Comfrey is a perennial herb with long tap roots. It has long been recognised by organic gardeners and herbalists for its amazing properties.

 Bocking 14 is propagated from root cuttings and does not self seed so it does not grow out of control.

Comfrey contains allantoin which is an active ingredient in the roots and leaves of the plant – the root having more than the leaves. Comfrey contains high levels of essential nutrients required for plant growth – (NPK) Nitrogen, phosphorus and potassium. It also contains 18 amino acids, Vitamins A, C and B complex, protein, calcium, iron, magnesium, sulphur, copper, zinc, selenium and fibre.

There are several ways to use comfrey in the garden. The first cut is ideal for preparing the ground before planting the potatoes. I place a layer of wilted comfrey leaves in a trench where the potatoes are to be planted. This quickly rots down to provide nutrition for the crop. I usually use about 2lb of comfrey per foot of trench. Trials conducted by L D Hills at HDRA have shown that comfrey provides increased yields in potatoes compared with manure, compost or “Growmore” artificial fertiiser.

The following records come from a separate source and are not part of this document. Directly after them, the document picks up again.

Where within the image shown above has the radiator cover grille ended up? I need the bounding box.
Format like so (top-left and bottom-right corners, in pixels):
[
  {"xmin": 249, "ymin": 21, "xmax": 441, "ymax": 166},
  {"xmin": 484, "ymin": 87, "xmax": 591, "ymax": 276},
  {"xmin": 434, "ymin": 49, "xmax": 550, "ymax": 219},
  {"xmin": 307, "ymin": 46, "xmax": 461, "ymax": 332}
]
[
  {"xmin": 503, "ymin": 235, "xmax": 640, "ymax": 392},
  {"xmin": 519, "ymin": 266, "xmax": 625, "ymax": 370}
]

Freshly cut comfrey leaves make good mulch because of their high nitrogen content. The leaves don’t extract nitrogen from the soil whilst decomposing, as straw and leaves do. Comfrey’s high potassium content makes it very beneficial for flowers, tomatoes, peppers and cucumbers.

Potting soil

Shred comfrey leaves and mix with leaf mold to produce a balanced soil for pot plants, although this would be too strong for seedlings.

Comfrey” tea”

I cram as many comfrey leaves into a hessian sacks and secure the opening. Wear gloves when working with fresh comfrey leaves as they can irritate the skin. I place the sacks in water butts and allow the rain water to collect in the barrel. This needs to be done as far away from the house as possible as it smells dreadful!! After about 3 – 4 weeks the “tea” will be ready to tap off.

This liquid now needs to be diluted down to a ratio of 10:1. You now have a fabulous organic fertiliser. The awful smell quickly disappears – I promise!

Apply comfrey tea as a side-dressing or foliar spray. When using as a foliar spray stop applying to plants at least a month before harvesting. As a foliar spray it has been found to slow the growth of powdery mildew spores on plant leaves.

I have 12 water butts dedicated for making my comfrey “tea” which is constantly “on the go” during the growing season. When the “tea” is ready I store the concentrated liquid in 25 litre containers so I always have a good supply. The sludgy leaves from the Hessian sacks are either composted or scattered onto my worm beds.

Compost activator

Comfrey makes an excellent hot composting boost if you have the right balance of green and brown shredded material. Just add the fresh comfrey leaves and stems in as you add other materials to your pile.


The roots and leaves of the comfrey plant contain a substance called allantoin. Comfrey relieves pain and inflammation caused by injury and degeneration. It is the allantoin that gives comfrey its healing qualities. Comfrey is one of the best known healing herbs of all times and has been used for centuries for its bone mending qualities. It is also highly beneficial for healing wounds. It should always be applied topically in a salve, ointment or poultice for treating burns, sprains, sore joints and to reduce the swelling associated with fractures.

Comfrey should never be taken internally as it has been found to contain trace amounts of toxic alkaloids which can damage the liver if taken in large quantities over a long period of time.